Future studies could consider black box attacks with unknown confidence values, rather than just assuming a white box attack with known confidence values. They could use the substitute network method among the black box attack methods. This method creates a similar model by using multiple queries against the black box model. The adversarial example generated by the white box attack on the similar model generated above will be able to attack the target model, which is a black box model.
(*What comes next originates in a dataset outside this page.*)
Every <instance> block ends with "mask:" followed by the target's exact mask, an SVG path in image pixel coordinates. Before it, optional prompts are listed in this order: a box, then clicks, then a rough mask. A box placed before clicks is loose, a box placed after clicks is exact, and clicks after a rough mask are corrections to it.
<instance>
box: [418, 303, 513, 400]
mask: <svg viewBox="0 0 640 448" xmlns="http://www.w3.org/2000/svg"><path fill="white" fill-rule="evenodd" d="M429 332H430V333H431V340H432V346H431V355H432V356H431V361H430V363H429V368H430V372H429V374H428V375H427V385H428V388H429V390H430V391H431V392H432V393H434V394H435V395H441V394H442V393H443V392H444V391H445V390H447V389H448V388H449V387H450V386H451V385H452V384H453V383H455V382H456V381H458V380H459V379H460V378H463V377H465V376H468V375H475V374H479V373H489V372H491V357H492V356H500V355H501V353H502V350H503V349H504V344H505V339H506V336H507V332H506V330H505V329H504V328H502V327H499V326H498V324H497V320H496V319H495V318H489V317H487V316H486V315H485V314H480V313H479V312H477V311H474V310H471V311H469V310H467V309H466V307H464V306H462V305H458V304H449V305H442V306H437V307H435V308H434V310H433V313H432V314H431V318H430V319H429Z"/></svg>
Therefore, in the proposed method, a black box attack is possible using the substitute network method.
7. Conclusion
The proposed method generated adversarial examples by adding minimal noise only to the license plate in an entire image. Unlike the existing method, there is no human feedback and minimal noise. The proposed scheme can create an adversarial example that is erroneously recognized by the LPR system. When epsilon is 0.6 for the first type and when alpha and the iteration of the second type are 0.4 and 1000, respectively, the experimental results show that the adversarial examples generated by the first and the second type are degraded to 20% and 15% accuracy for the model, respectively.
In future research, the proposed method can be extended by using a generative adversarial net [34] model to generate adversarial examples. In addition, defense research [35] on the proposed method will be an interesting research topic. A defense technique [36, 37] of the proposed method would be to detect adversarial examples using a classification score. Because a specific pattern in the classification score exists in the adversarial example, a method to detect the adversarial example using this pattern could be considered in a future study.
Data Availability
The data used to support the findings of this study are available from the corresponding author upon request after acceptance.
Conflicts of Interest
The authors declare that they have no conflicts of interest.
Acknowledgments
This work was supported by the National Research Foundation of Korea (NRF) grant funded by the Korea government (MSIT) (No. 2019R1F1A1059249) and the Basic Science Research Program through the National Research Foundation of Korea (NRF) funded by the Ministry of Education (2021R1I1A1A01040308).